Scaling Atlantis-CI Horizontally

Pardeep Bhatt
6 min readDec 29, 2023

--

In this blog, I will explain how Atlantis can be scaled horizontally to run on multiple nodes without losing any data or locking.

What is Atlantis ?

Atlantis, is an open source Terraform Pull Request Automation tool used to run terraform plan/apply commands on pull requests(PR’s).

Atlantis workflow as present on https://www.runatlantis.io/

Atlantis can be deployed using any of the deployment strategies; for this article, we will be mainly talking about the Roll Your Own strategy, where the Atlantis application runs in a node (VM in GCP World | EC-2 in AWS World).

Atlantis, by default, works perfectly fine with a single node setup which handles lesser number of pull requests. The problems will start arising when the number of pull requests is increased and a single node cannot handle that much load. At that point in time, we will need horizontal scaling of Atlantis, i.e., we need multiple nodes of Atlantis running in our backend. Since Atlantis was designed to be run on a single node only, we cannot directly go ahead and roll out new nodes and let them serve the traffic. There are certain problems associated with it that need to be addressed before horizontally scaling Atlantis. Let us discuss these problems one by one.

Problem 1: Unavailability of plan files between multiple nodes

Whenever a plan request (atlantis plan) lands on an atlantis node (which is triggered automatically once we create a PR or push commits to an existing PR), there is a plan file (default.tfplan) generated on the node based on the changes made to a resource (e.g. plan file path in the node looks like /<atlantis-user-home-dir>/.atlantis/repos/<your-repository-name>/<pull-request-number>/<workspace>/<path-of-your-file-in-the-repo>/default.tfplan), which is used later in the apply request (atlantis apply). If we have another node running behind the same load balancer and the apply request lands on another node, since the plan file is not present over there, it will result in an apply error. That is why, if we are having a multi-node setup of Atlantis running behind a load balancer, it is important that the data between those nodes be shared with each other.
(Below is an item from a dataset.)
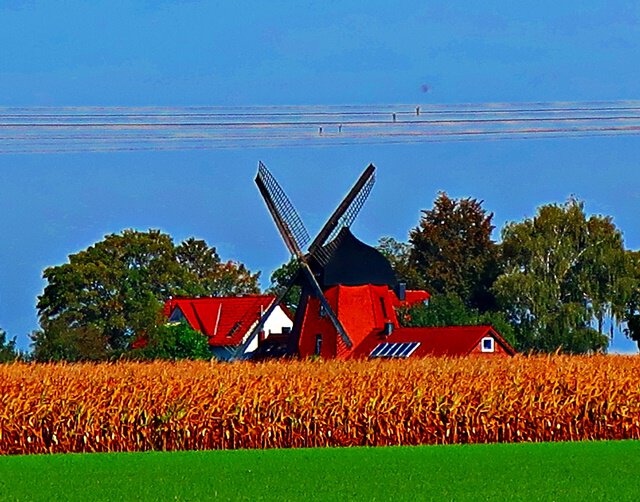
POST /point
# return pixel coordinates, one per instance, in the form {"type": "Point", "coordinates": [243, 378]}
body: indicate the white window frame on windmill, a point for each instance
{"type": "Point", "coordinates": [492, 344]}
Problem 2: Atlantis Locking

There are two types of lockings used by Atlantis to prevent plan/apply operations on a single resource from the same or multiple PR’s.

Problem 2.1 Directory/Workspace Locking

When plan is run, the directory and Terraform workspace are Locked until the pull request is merged or closed, or the plan is manually deleted.

If another user attempts to plan for the same directory and workspace in a different pull request they'll see this error:

Example locking error as present on https://www.runatlantis.io/docs/locking.html

This locking information is stored by default in Bolt (an embedded key/value database for Go), which is local to the node where the Atlantis application is running. In the event that there are multiple nodes running, this locking information will not be available to other nodes, and hence there is a possibility that on a single resource, multiple plan/apply operations can be run at the same time from different PR’s.

Problem 2.2 Repo level locking

Whenever we try to run consecutive plans or apply operations from a single PR without waiting for the response of earlier operations to come, we usually get workspace locking errors (as shown below).

This happens because Atlantis, before running a plan or apply operation on a resource, checks if there is already a plan or apply operation running for the same PR by checking the entry for that PR in an array, which is again local to the node where Atlantis is running. So with multiple nodes, there is a possibility that from a single PR, multiple plan or application operations can be triggered, and if they are landing on different nodes, this can lead to resource inconsistency or result in an error or failure.

Solution 1 | How to fix unavailability of plan files between multiple nodes

The Network File System (NFS) protocol is used to share plan files between multiple nodes. A visual representation of the architecture looks like

In the above diagram, the two Atlantis nodes (NFS clients) instead of storing plan files in their locals are storing them on an altogether different node (NFS server) and are reading them again from the NFS server only. This scenario can be easily related to where we have two servers of the same application running and both are connecting to the same database for storing or reading any form of data.

For achieving this setup, apart from the two nodes where the Atlantis application is running, we need one more node, which is going to expose one of its directories as a NFS server. For configuring the NFS server, run the below-mentioned script on the node that is going to act as an NFS server.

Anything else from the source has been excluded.